A critical approach consists of considering each manuscript on its merits and being thankful that the various traditions of manuscripts support all the Church's doctrines with amazingly few troubling variants.
What we should not do is to pick a manuscript (well actually a synthesis of manuscripts) almost at random and prize certainty in every detail over truth.
Christianity is a historical religion where truth matters, I thought that only the Pope would come up with a post apostolic revelation and argue that any disagreement was a disagreement with God.
Grymir is right what is important are the presupositions underlying a translation and this really is not as simple as only accepting one historical text.

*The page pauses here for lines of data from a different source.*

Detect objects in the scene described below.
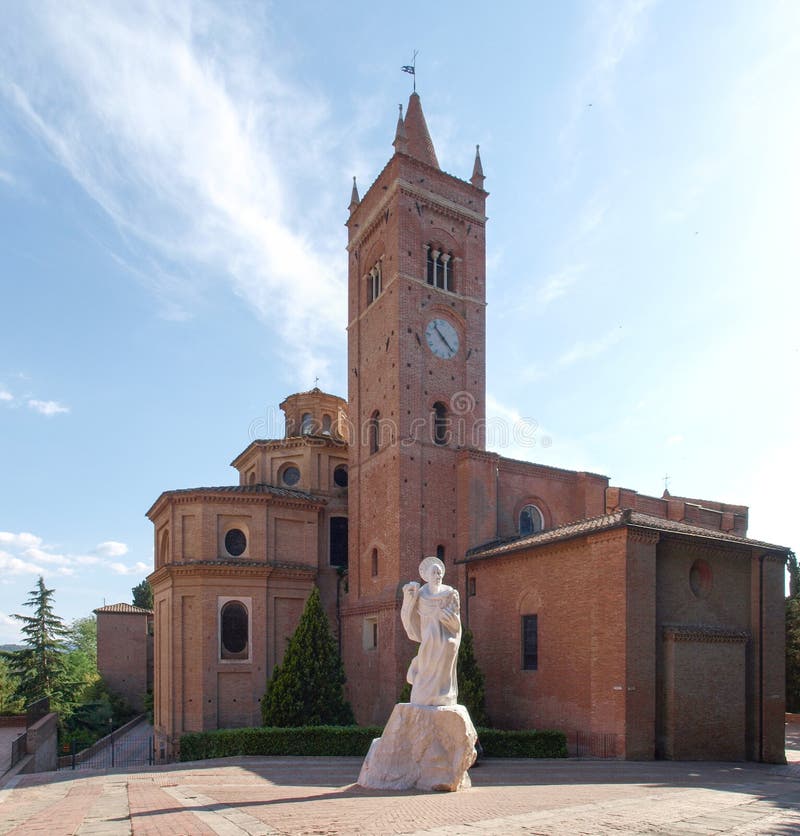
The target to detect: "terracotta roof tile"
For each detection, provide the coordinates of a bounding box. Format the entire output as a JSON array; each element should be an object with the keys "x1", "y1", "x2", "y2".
[
  {"x1": 94, "y1": 603, "x2": 153, "y2": 615},
  {"x1": 159, "y1": 483, "x2": 326, "y2": 503},
  {"x1": 462, "y1": 509, "x2": 789, "y2": 563}
]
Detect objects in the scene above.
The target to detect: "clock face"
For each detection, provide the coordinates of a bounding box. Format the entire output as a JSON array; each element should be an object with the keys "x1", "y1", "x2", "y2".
[{"x1": 425, "y1": 318, "x2": 459, "y2": 359}]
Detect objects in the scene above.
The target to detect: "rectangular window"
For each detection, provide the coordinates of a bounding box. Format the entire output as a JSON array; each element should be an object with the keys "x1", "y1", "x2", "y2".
[
  {"x1": 468, "y1": 577, "x2": 476, "y2": 597},
  {"x1": 329, "y1": 517, "x2": 348, "y2": 568},
  {"x1": 522, "y1": 614, "x2": 538, "y2": 670},
  {"x1": 362, "y1": 616, "x2": 378, "y2": 650}
]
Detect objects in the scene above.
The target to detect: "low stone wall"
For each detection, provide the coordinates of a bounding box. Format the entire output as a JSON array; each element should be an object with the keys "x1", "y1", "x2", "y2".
[
  {"x1": 23, "y1": 712, "x2": 58, "y2": 773},
  {"x1": 0, "y1": 716, "x2": 26, "y2": 729}
]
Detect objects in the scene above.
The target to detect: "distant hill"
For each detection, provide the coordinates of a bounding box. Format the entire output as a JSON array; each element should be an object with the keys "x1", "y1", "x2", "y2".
[{"x1": 0, "y1": 644, "x2": 23, "y2": 653}]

This is really an issue that does not benefit from being aired again and the assertion that using anything other than the AV is unconfessional really needs to be rested.
Ditto.
I don't think that most KJV only people really take the time to look at the translation process or historical developments that lead to the KJV. The bottom line is that whatever underlying manuscripts a translation committee chooses to use there is still a choice that must be made. This means that even the mighty KJV translators had to use some kind of criteria for their choice of manuscripts and in their translations of specific words. The real argument should center around whether or not they always made the right choices since as mere translators they were not divinely inspired as were the original authors.
On the contrary. KJV people put a lot of emphasis on the history of the manuscripts. And they reject such manuscripts that were found in a trash heap, or manuscripts that were pulled out of the Pope's library which is were some of the manuscripts that are being used for modern translation.